Il y a un an, les mêmes zouaves qui vendent aujourd'hui du rêve pleurnichaient sur le sort de Cerebras, la start-up qui promettait de faire pâlir Nvidia avec ses puces géantes. Ça sentait le roussi, les financiers se grattaient la tête. Mais miracle ! Une IPO de 5,5 milliards de dollars, un bond de 108% le premier jour, et voilà que tout le monde sort les cotillons. Comme si l'argent gratuit avait soudainement effacé les doutes. Sauf que les doutes, eux, n'ont pas disparu. Ils se sont juste planqués sous le tapis.
L'argent gratuit fait des miracles… temporaires
Le deal est simple : Cerebras vend des « accélérateurs d'IA » – des briques de silicium de la taille d'une plaque de cuisson – à des clients comme des labs gouvernementaux ou des géants du cloud. Le problème ? Leur chiffre d'affaires ? Encore confidentiel, mais les fuites parlent de revenus bien trop maigres pour justifier une valorisation qui tutoie les 40 milliards après le premier jour. Pendant ce temps, Nvidia (qui, elle, imprime du cash) rigole doucement. Mais les marchés aiment les histoires, surtout celles avec des robots qui vont sauver le monde. Et Cerebras a des communicants de génie.
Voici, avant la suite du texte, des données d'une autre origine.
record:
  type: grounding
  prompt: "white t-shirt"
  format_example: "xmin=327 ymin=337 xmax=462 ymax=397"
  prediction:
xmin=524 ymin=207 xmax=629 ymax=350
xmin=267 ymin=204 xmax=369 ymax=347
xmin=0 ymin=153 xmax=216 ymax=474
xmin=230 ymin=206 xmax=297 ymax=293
Qui se goinfre, qui se fait rouler ?
Derrière le feu d'artifice, les mêmes fonds de capital-risque qui avaient misé au départ se frottent les mains. Benchmark, Altimeter, Coatue – tous les noms qui comptent dans la vallée – ont rempli leurs poches. Mais les nouveaux entrants, les petits porteurs attirés par le +108%, eux, achètent du papier à prix d'or. Et comme dans toute belle histoire d'IPO tech, il y a le moment où le vent tourne : quand les résultats trimestriels tomberont et que le cours corrigera de 40% parce que « les attentes étaient trop élevées ». Classique.
Le grand cirque de l'IA
Cerebras est le symbole de cette époque où l'IA sert d'excuse à toutes les exubérances. On nous vend une révolution, mais en attendant, les seules révolutions visibles sont celles des comptes en banque des fondateurs et des banquiers d'affaires. Alors bravo pour l'IPO, mais ne nous prenez pas pour des jambons. Ce n'est pas parce qu'une action flambe un jour qu'une entreprise est solide. C'est juste que les pigeons sont de retour dans le ciel de Wall Street.